In [None]:
import pandas as pd
import torch
from lightning import pytorch as pl
from chemprop import data, models, nn, featurizers
from lightning.pytorch.callbacks import ModelCheckpoint
from torch.utils.data import IterableDataset
import rdkit
from rdkit import Chem
from torch.utils.data import IterableDataset
from sklearn.preprocessing import StandardScaler
import sys
import json
sys.path.append(os.path.abspath('../lrp_chemprop/'))
from Data_Preprocessor import Data_Preprocessor
from IterableMolDatapoints import IterableMolDatapoints

First, we prepare data using IterableMolDatapoints. Check usage here: 

https://github.com/DinhLongHuynh/lrp_chemprop/blob/main/lrp_chemprop/IterableMolDatapoints.py

https://medium.com/@dinhlong240600/large-dataset-on-8gb-ram-let-iterabledataset-handle-442bb4764c7a


In [None]:
data_path = '../DRD2_diverse_data.csv'
smiles_column = 'smiles'
target_column = 'docking_score'
weight_column = 'weight_lowscores'
split_column = 'split'
epochs = 50
batch_size = 64

# Prepare data
df = pd.read_csv(data_path)
df_train = df[df[split_column]=='train']
df_val = df[df[split_column]=='val']
scaler = StandardScaler().fit(df_train[[target_column]])


train_streaming_dataset = IterableMolDatapoints(
    df=df_train,
    smiles_column=smiles_column,
    target_column=target_column,
    weight_column=weight_column,
    scaler=scaler, shuffle=True, size_at_time=640)

train_loader = data.build_dataloader(
    train_streaming_dataset,
    batch_size=batch_size,
    shuffle=False)

val_streaming_dataset = IterableMolDatapoints(
    df=df_val,
    smiles_column=smiles_column,
    target_column=target_column,
    weight_column=weight_column,
    scaler=scaler, shuffle=False, size_at_time=640)

val_loader = data.build_dataloader(
    val_streaming_dataset,
    batch_size=batch_size,
    shuffle=False)



  df = pd.read_csv(data_path)


Next, we define our model. The parameters can be added by hands or using .toml, .json file.

In [None]:
# Establish model (Parameter can be modify manually or add from .tmol file)
mp = nn.BondMessagePassing(d_v = 74, d_e = 14, d_h = 300,
                           dropout=0.3,
                           depth=5)

agg = nn.NormAggregation(norm=199)

output_transform = nn.UnscaleTransform.from_standard_scaler(scaler)

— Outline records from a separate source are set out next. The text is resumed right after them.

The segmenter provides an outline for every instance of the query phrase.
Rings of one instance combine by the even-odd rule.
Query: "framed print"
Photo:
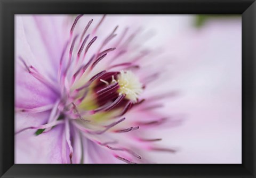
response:
[[[255,177],[254,1],[1,8],[1,177]]]

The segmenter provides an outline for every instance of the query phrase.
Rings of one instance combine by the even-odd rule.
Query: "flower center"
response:
[[[139,95],[142,92],[142,84],[138,78],[130,71],[121,71],[117,75],[117,80],[112,79],[112,82],[118,82],[120,86],[117,90],[119,95],[125,95],[125,98],[136,103]]]

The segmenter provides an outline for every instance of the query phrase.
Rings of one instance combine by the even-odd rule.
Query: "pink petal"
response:
[[[35,130],[32,130],[17,134],[15,140],[15,163],[62,163],[63,126],[57,126],[37,136],[33,134]],[[66,149],[68,150],[68,147]]]

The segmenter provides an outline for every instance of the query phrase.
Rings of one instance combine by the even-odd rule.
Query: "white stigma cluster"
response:
[[[137,98],[142,91],[142,84],[138,77],[130,71],[121,71],[117,75],[117,81],[114,78],[112,82],[118,82],[120,88],[117,90],[119,94],[125,95],[125,98],[133,103],[137,101]]]

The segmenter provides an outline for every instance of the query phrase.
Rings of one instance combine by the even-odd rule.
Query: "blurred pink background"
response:
[[[200,27],[195,26],[196,19],[166,15],[150,20],[158,38],[151,45],[168,39],[172,63],[172,74],[166,76],[171,82],[158,87],[172,85],[180,92],[164,108],[185,118],[179,126],[157,135],[161,144],[179,151],[153,157],[161,163],[241,164],[241,18],[210,18]]]

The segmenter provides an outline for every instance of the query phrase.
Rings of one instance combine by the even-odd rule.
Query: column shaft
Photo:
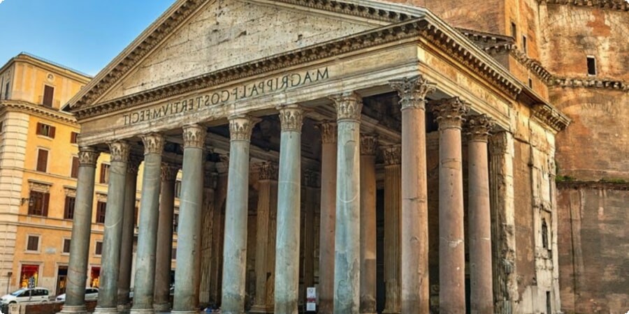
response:
[[[101,278],[97,313],[117,313],[118,271],[120,262],[120,244],[122,240],[122,213],[124,209],[124,188],[129,144],[110,143],[111,165],[109,168],[109,187],[105,215],[105,234],[101,257]]]
[[[153,293],[153,308],[159,312],[167,312],[171,309],[173,217],[175,211],[175,182],[178,171],[178,167],[166,163],[161,165],[157,250],[155,252],[155,289]]]
[[[223,245],[221,307],[225,314],[245,310],[247,261],[247,216],[249,201],[249,149],[254,122],[247,117],[229,119],[229,171]]]
[[[402,105],[402,313],[429,311],[425,100],[434,84],[420,76],[391,82]]]
[[[334,313],[357,314],[360,311],[360,118],[363,104],[354,93],[335,96],[333,101],[338,128]]]
[[[331,314],[334,299],[334,230],[336,224],[336,122],[321,130],[321,218],[319,237],[319,313]]]
[[[79,149],[78,178],[70,241],[70,264],[66,286],[63,313],[86,313],[85,282],[92,234],[92,208],[94,176],[99,153],[91,147]]]
[[[434,108],[439,123],[439,312],[465,313],[461,126],[466,105],[458,98]]]
[[[159,134],[142,137],[144,142],[144,173],[140,199],[139,234],[136,253],[133,305],[131,313],[153,313],[155,283],[155,251],[161,186],[161,154],[164,137]]]

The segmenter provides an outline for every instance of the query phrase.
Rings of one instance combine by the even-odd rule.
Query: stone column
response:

ffn = nn.RegressionFFN(n_layers=2,
                       dropout=0.3,
                       input_dim=300,
                       hidden_dim=2200,
                       output_transform=output_transform)
                       
metric_list = [nn.metrics.RMSE(), nn.metrics.MAE(), nn.metrics.R2Score()]

mpnn = models.MPNN(message_passing=mp, 
                   agg = agg, 
                   predictor=ffn, 
                   batch_norm=False, 
                   metrics=metric_list,
                   warmup_epochs=1,
                   init_lr=1.477783789959149e-06,
                   max_lr=0.00012044152141486488,
                   final_lr=0.00011724292252282861)

Finally, we train our model

In [None]:
checkpointing = ModelCheckpoint(
    "../hyperparam_optim_7/model_7/checkpoints",  # Directory where model checkpoints will be saved
    "best-{epoch}-{val_loss:.2f}",  # Filename format for checkpoints, including epoch and validation loss
    "val_loss",  # Metric used to select the best checkpoint (based on validation loss)
    mode="min",  # Save the checkpoint with the lowest validation loss (minimization objective)
    save_last=True,  # Always save the most recent checkpoint, even if it's not the best
)


trainer = pl.Trainer(
    logger=False,
    enable_checkpointing=True,
    enable_progress_bar=True,
    accelerator="auto",
    devices=1,
    max_epochs=epochs,
    callbacks=[checkpointing]
)

trainer.fit(mpnn, train_dataloaders=train_loader, val_dataloaders=val_loader)